Pen and Sword Military, 2021. — 192 p.
How can we attempt to understand the experience of those involved in ancient battles, sieges and campaigns? What was the visual impact of seeing the massed ranks of the enemy approaching or the sky darkened with their arrows? How did it feel to be trapped in the press of bodies as phalanxes clashed shield to shield? What of the taste of dust on the march or the smell of split blood and entrails? What of the rumble of approaching cavalry, the clash of iron weapons and the screams of the dying? The assault on all five senses which must have occurred is the subject of this innovative book.
Sensory history is a new approach that attempts to understand the full spectrum of the experience of the participants in history. Conor Whately is the first to apply the discipline in a dedicated study of warfare in the classical world. He draws on literary, archaeological, reconstructive and comparative evidence to understand the human experience of the ancient battlefield in unprecedented depth.

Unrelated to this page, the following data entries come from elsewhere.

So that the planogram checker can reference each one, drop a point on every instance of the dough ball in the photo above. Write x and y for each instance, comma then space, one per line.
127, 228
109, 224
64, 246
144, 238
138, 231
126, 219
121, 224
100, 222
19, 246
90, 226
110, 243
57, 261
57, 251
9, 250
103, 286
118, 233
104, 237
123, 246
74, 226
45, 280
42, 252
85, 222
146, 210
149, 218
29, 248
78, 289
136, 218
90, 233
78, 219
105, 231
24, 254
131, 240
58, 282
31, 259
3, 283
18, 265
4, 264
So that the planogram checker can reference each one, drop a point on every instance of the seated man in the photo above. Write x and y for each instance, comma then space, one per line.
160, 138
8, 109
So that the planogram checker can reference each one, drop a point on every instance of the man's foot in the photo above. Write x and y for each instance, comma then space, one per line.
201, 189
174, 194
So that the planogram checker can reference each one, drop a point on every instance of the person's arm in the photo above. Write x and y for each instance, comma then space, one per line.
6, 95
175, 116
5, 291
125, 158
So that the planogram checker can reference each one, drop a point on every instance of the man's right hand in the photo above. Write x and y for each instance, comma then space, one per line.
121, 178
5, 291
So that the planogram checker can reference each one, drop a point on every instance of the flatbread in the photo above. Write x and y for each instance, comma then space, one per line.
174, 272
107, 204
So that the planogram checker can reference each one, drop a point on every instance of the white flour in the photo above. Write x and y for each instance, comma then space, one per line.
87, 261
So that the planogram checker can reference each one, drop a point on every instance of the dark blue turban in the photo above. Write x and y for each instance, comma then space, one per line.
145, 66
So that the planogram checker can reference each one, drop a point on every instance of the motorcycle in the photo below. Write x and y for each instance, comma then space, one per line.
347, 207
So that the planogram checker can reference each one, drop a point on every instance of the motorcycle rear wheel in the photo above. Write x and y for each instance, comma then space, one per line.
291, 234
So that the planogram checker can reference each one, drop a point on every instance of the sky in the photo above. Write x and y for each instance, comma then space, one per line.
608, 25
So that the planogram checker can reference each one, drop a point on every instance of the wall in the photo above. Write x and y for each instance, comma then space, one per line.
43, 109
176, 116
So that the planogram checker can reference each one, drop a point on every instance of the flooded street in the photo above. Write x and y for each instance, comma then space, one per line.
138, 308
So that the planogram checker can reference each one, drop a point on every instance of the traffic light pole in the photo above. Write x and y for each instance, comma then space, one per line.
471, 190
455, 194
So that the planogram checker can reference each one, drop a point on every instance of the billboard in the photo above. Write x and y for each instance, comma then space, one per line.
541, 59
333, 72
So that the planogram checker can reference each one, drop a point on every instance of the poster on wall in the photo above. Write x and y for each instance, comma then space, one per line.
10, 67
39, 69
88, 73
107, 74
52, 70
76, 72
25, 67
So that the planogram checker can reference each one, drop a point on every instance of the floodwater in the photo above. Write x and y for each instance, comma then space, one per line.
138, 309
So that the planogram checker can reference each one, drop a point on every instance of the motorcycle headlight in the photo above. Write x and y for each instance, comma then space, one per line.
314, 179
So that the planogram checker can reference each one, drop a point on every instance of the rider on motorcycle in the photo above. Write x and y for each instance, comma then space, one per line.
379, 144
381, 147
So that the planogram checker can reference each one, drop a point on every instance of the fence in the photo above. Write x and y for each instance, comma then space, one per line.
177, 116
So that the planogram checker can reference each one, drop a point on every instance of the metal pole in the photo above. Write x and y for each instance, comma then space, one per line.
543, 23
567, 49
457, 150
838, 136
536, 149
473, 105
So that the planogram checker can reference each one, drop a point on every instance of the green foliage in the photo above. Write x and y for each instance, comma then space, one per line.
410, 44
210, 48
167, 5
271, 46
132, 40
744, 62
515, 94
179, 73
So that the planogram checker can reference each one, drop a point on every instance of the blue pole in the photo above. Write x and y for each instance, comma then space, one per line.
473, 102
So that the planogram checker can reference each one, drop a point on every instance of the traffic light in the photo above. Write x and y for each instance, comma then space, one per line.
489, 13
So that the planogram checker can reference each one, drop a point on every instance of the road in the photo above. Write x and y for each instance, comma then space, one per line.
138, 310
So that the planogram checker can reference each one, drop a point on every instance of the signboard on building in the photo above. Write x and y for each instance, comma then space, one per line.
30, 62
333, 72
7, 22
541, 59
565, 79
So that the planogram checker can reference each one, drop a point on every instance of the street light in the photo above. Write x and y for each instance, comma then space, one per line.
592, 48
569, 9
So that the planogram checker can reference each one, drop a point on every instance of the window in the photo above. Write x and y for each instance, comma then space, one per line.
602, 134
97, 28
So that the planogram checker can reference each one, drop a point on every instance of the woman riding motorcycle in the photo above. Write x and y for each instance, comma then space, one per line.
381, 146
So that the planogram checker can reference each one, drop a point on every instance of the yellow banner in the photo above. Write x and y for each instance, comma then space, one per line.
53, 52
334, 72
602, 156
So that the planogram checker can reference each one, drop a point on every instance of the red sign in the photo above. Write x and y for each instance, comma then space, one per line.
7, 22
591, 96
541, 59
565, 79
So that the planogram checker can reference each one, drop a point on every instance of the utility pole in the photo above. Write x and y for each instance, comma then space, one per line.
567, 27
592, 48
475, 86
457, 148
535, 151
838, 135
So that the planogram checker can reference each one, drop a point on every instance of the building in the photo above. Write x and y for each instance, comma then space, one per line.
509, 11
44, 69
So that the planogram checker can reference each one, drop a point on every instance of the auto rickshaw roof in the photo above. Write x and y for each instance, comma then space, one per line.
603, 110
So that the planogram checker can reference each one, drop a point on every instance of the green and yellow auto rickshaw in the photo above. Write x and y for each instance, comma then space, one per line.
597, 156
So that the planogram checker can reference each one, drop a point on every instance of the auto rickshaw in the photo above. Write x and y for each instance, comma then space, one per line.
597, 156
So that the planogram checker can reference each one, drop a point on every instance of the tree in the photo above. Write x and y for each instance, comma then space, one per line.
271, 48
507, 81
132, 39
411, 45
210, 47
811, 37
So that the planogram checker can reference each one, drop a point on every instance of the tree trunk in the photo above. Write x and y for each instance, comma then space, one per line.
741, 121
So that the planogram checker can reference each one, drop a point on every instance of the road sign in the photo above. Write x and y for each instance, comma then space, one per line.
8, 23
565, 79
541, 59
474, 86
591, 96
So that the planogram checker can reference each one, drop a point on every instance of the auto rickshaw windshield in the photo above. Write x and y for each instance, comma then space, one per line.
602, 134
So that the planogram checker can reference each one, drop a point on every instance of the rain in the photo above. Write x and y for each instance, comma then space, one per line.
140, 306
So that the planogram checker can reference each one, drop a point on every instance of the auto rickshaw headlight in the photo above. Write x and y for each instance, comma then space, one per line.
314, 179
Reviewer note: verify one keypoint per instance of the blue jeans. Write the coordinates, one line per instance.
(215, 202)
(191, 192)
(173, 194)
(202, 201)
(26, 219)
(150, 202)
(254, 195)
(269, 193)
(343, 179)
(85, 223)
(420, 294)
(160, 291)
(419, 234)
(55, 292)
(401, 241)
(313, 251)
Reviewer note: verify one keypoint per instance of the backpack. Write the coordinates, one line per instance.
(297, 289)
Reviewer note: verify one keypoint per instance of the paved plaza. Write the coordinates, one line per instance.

Conor Whately gained his doctorate in Classics and Ancient History from the University of Warwick and is now an associate professor of Classics at the University of Winnipeg, Canada. He has published widely on ancient warfare, particularly in the Late Roman world, including four previous books:
Battles and Generals (2016),
Exercitus Moesiae (2016),
An Introduction to the Roman Military from Marius to Theodosius II (2020), and
Greek and Roman Military Manuals: Genre, Theory, Influence (2020, co-edited with James Chlup).